Two questions - 1) Does an asterisk in a disallow string include slashes as characters that it considers a match? In other words, would the line Disallow: /*/test restrict access to "/abc/def/test.html"? It seems like it should to me, but I've seen some robots.txt files with "Disallow: /*/*/foobar" which makes me wonder. 2) Does an asterisk match on a blank string? Would the line - Disallow: /*? match on "xyz.com/?var=blah"? Thanks.
1) Disallow: /*/*/test will restrict the robots from crawling the URLs which have the word "test" in them 2) For restricting "xyz.com/?var=blah" you will have to use Disallow: /?

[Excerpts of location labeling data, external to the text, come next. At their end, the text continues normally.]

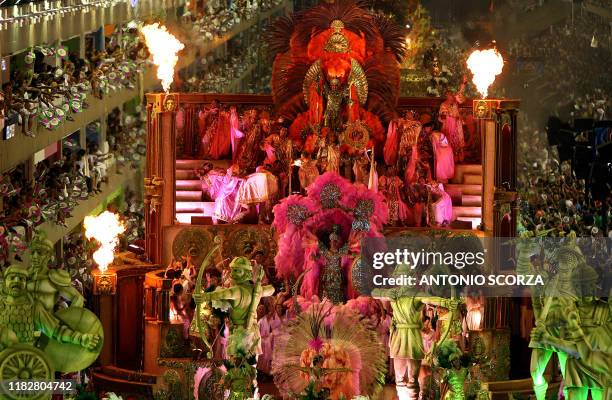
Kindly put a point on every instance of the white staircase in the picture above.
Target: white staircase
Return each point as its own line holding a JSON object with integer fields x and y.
{"x": 466, "y": 191}
{"x": 191, "y": 201}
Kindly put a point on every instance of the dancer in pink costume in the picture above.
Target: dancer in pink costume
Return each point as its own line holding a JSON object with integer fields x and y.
{"x": 236, "y": 133}
{"x": 264, "y": 361}
{"x": 401, "y": 147}
{"x": 452, "y": 123}
{"x": 390, "y": 186}
{"x": 441, "y": 206}
{"x": 444, "y": 160}
{"x": 227, "y": 208}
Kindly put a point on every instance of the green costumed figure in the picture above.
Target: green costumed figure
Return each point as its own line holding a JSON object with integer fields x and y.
{"x": 21, "y": 316}
{"x": 49, "y": 284}
{"x": 405, "y": 341}
{"x": 550, "y": 305}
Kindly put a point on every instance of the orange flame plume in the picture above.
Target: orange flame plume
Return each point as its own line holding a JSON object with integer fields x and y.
{"x": 164, "y": 47}
{"x": 485, "y": 66}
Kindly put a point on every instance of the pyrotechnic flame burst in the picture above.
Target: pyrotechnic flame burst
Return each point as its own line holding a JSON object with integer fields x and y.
{"x": 164, "y": 47}
{"x": 485, "y": 66}
{"x": 105, "y": 228}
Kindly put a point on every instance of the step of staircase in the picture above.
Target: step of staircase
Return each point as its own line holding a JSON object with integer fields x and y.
{"x": 464, "y": 188}
{"x": 475, "y": 169}
{"x": 188, "y": 195}
{"x": 474, "y": 220}
{"x": 194, "y": 164}
{"x": 185, "y": 174}
{"x": 205, "y": 207}
{"x": 188, "y": 184}
{"x": 463, "y": 169}
{"x": 471, "y": 179}
{"x": 467, "y": 211}
{"x": 471, "y": 200}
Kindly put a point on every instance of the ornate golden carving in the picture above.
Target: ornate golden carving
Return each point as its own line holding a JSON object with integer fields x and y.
{"x": 104, "y": 283}
{"x": 358, "y": 78}
{"x": 356, "y": 135}
{"x": 153, "y": 192}
{"x": 337, "y": 42}
{"x": 244, "y": 241}
{"x": 192, "y": 242}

Umm... I'm pretty sure your response to 1) isn't quite right. For instance, xyz.com/test has the word "test" in it, but "Disallow: /*/*/test" wouldn't match on it. And I realize that the best way to restrict "xyz.com/?var=blah" would be to use "Disallow: /?", but that's not what I asked. I want to know whether "Disallow: /*?" would match on it too. I'm coming from the perspective of someone trying to write some code that will do a robots obedience check, not someone just trying to write a robots.txt file. To be more specific, what I'd really like to know is if you were to translate a disallow line from a robots file to a regular expression, would you change a * to a (.*?) or a (.+?)? Can a * represent nothing at all or does it have to represent at least one character?